This time is different. An all too common phrase that has plagued the thoughts and philosophies of many people. A syndrome seen not only amongst the thinkers, leaders and policy makers in our generation; but one which has long prevailed in history amidst the naivety of individuals who have - time and time again - failed to take heed of the very lessons history has taught us. The false ideology that “financial crises are something that happen to other people in other countries at other times1” has been the central reason for economic history being side-lined and economic signals for upcoming downturns being pigeonholed as false flags. The current global recession that we are in the midst of has been the subject to much debate.

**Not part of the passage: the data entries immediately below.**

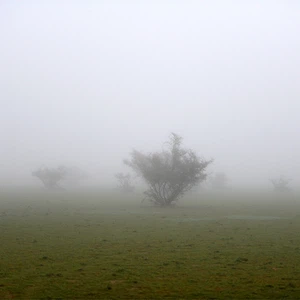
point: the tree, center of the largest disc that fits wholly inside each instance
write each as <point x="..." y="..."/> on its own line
<point x="169" y="174"/>
<point x="219" y="181"/>
<point x="50" y="177"/>
<point x="124" y="181"/>
<point x="281" y="184"/>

Her Majesty the Queen is not the only one to have expressed disbelief for the apparent lack of foresight to the events that began to unfold in 2008. Alan Greenspan, former Federal Reserve chairman is quoted to have said “It was a call I never expected to receive”2 when referring to unprecedented actions being discussed with senior U.S. Federal Reserve officials as a result of the turmoil which seemingly evolved on Wall Street overnight.
What happened in 2008 was not a unique occurrence in history. Documented reactions, of those who many deem responsible, give the impression that what happened in 2008 was an unprecedented series of events. However, many journals and works of academia have shined light upon similarities with past crashes that suggest otherwise. There are many approaches we could take to evaluate Hegel’s dictum in an economic and financial context. In this paper we will be focussing on similarities with past crises to emphasise that the 2008-09 crisis could have been foreseen if attention was paid to economic history. This would thus establish that his dictum is vindicated.

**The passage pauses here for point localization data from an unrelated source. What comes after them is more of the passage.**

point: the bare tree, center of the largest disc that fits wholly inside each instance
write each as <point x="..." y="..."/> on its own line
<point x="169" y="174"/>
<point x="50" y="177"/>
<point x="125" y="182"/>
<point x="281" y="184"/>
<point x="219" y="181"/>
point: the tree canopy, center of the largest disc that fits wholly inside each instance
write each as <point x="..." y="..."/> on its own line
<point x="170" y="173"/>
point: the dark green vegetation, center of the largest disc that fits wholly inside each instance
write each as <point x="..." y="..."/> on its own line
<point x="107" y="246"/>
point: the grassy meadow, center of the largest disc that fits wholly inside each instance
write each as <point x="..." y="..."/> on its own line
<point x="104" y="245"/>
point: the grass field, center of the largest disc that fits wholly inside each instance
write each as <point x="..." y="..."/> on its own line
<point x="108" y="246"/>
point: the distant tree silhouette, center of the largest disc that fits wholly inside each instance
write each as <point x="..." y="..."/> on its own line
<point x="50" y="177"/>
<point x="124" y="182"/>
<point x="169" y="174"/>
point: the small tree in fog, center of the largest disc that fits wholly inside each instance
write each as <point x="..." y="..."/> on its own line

The current financial crisis can be pinpointed to have originated from three interlinked areas; the presence of a real estate bubble; an influx of cheap foreign capital; and an ever more permissive regulatory policy that allowed the two previously mentioned factors to excel. It is not the first time in recent modern capitalist history let alone extended and non-capitalist history that the phenomena of bubble formations and crashes have been ever present. Speculative bubbles in modern capitalist history date back as far as the 1630s Tulips Mania in Holland. Since then they have been of regular occurrence. There are three types of speculative bubbles discussed in Kindleberger’s Manias, Panics, and Crashes (1978, 2011), the third being based on a pattern first identified by Hyman Minsky in 1972. It is of interest for us to realise that all three patterns that are laid out by Kindleberger share commonalities with the financial crisis of 2008-09.
The first type of bubble is when prices rise in an almost exponential manner at an accelerating rate before going onto crashing abruptly upon reaching the peak. The ever accelerating rate can be explained by investors requiring a higher risk premium resulting from adaptive expectations of the ever increasing probability of a crash. In the argument for this type of bubble it is said that speculative bubbles are self-fulfilling prophecies. An outside shock occurs which stops this continuous rise in price; this could be in the form of a change in monetary supply conditions.